A lack of water in the tears can trigger dry conjunctivitis with dry eye. The tears become greasy and no longer lubricate the ocular surface sufficiently. The eyelids act like windshield wipers on a dry windshield. The dry eye is not sufficiently cleaned of dust and ends up being irritated, which causes burning, a feeling of sand in the eyes, red eyes that are annoying, are dazzled and tire quickly.
The eye is painful when waking up because the lachrymal glands sleep at night and the eyelid ends up sticking slightly on the ocular surface.
Sticky eyelids in the morning should be gently opened by spraying them with warm water. Sometimes the irritation is so severe that one wakes up much too early.
Dry eyes can be the result of working conditions: air-conditioned atmosphere, poor lighting quality, prolonged work on a screen. They are also sometimes due to hormonal problems or rheumatism.

The treatment prescribed by the ophthalmologist consists of making up for the missing tears and trying to bring them back.

Infant conjunctivitis:

This conjunctivitis is caused by poor flow of tears, which stagnate and get infected easily in babies. Everything is too small in them, including the tear duct that carries tears out of the eyes. And any stagnant fluid gets infected.
When tears stagnate in the eye, the tear “lake” becomes a “pond”. In most cases, everything settles spontaneously with growth, and a complete recovery can be observed around the age of one year. The ophthalmologist will prescribe an appropriate treatment or will propose a surgical intervention.

Conjunctivitis in contact lens wearers:

This is a sneaky conjunctivitis to be treated very vigorously from the first symptoms, because it can lead to complications in the form of keratitis or a serious corneal abscess.
This reminds me of the case of a young woman who went on vacation with daily disposable lenses. She did not have enough lenses to complete her stay. She kept the last pair of lenses in her eyes for several days, and got a sneaky corneal abscess under the “spoiled” lens.
She almost lost her eye. She will no longer be able to wear contact lenses and even Lasik surgery has become impossible in her case.

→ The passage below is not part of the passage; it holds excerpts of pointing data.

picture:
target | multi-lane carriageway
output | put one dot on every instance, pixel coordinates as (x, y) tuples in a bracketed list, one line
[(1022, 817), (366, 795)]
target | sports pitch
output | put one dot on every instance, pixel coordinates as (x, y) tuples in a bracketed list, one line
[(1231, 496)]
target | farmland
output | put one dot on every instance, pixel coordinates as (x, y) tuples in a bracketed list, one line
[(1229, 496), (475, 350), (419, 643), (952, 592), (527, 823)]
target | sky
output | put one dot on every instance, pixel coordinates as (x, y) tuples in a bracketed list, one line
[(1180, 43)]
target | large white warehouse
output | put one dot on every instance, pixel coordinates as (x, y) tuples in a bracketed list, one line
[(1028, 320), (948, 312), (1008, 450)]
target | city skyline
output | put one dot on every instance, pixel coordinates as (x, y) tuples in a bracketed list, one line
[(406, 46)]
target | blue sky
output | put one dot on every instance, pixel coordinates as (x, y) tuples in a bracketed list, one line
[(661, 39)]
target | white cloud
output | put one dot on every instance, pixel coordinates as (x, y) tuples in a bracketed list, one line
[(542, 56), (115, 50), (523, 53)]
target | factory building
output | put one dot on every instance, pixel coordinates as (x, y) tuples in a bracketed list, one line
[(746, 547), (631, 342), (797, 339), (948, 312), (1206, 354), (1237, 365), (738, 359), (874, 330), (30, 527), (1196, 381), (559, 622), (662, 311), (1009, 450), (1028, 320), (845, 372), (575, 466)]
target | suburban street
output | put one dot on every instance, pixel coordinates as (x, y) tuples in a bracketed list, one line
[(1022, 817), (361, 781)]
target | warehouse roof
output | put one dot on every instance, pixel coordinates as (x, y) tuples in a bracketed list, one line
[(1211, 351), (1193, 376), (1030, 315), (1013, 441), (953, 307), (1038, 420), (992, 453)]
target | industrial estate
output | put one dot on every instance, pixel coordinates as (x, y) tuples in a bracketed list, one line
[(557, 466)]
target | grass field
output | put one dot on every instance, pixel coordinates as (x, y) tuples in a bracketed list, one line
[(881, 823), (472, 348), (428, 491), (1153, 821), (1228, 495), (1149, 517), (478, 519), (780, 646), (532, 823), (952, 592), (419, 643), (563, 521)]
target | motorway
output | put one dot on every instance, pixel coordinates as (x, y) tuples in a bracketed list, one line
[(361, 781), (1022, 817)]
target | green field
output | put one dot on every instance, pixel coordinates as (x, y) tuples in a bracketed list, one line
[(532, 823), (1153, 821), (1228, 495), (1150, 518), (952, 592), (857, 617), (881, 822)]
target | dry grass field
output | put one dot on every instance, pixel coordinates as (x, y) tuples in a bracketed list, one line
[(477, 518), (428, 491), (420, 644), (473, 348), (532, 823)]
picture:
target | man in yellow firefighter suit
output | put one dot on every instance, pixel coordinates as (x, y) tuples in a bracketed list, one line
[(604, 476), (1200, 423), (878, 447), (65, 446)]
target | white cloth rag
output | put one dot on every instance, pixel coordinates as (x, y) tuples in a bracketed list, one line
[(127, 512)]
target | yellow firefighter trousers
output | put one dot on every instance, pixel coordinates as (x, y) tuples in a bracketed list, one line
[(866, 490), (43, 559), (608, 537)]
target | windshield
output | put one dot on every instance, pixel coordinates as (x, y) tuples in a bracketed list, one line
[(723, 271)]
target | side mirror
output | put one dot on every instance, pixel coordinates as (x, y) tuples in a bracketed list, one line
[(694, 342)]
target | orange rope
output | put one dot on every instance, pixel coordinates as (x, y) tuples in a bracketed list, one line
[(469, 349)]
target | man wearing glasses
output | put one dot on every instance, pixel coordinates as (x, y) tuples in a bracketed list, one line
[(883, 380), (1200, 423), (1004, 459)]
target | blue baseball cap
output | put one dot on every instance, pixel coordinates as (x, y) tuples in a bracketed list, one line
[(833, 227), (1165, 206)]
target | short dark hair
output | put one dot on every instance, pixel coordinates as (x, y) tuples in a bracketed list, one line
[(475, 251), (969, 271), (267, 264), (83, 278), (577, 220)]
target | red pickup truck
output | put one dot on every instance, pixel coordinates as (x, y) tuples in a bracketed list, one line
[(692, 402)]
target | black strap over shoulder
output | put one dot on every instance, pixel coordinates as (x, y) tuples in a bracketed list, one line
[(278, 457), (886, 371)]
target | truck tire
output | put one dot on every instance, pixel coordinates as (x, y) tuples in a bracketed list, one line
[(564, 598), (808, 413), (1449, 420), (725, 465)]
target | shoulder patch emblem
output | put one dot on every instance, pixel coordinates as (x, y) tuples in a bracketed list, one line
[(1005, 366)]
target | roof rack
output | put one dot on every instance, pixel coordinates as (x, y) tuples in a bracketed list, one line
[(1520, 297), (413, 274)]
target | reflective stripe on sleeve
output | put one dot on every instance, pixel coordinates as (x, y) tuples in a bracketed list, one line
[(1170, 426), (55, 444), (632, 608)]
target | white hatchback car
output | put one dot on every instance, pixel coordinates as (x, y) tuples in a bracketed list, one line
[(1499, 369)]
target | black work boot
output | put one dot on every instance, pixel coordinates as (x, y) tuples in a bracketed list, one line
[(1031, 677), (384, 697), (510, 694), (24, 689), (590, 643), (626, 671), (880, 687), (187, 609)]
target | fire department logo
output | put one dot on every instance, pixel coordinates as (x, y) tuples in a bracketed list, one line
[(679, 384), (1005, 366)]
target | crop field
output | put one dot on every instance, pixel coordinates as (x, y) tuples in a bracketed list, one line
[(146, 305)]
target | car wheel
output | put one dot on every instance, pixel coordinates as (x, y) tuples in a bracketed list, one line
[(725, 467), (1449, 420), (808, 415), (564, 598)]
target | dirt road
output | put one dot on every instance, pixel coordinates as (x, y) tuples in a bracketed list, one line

Following the instructions given with each type of contact lens, and in particular the recommended period of use, will allow you to bear wearing lenses for a very long time, or even for life.
It is important to avoid sleeping with your contact lenses, except for those designed for this purpose. To be on the safe side, it is advisable to remove them for 48 consecutive hours every month. You should also put them in a dry case at night, because the permanent humidity favors the development of mycosis and conjunctivitis.
To improve ocular comfort, they can also be placed with a drop of calendula D4 or Euphrasia D3 eye drops in the lens. In case of dry eyes, it is recommended to moisten the eyes with the same eye drops several times a day, whenever dryness is felt.

There are other types of conjunctivitis: a visit to the ophthalmologist is necessary in all cases to receive the right diagnosis and treatment.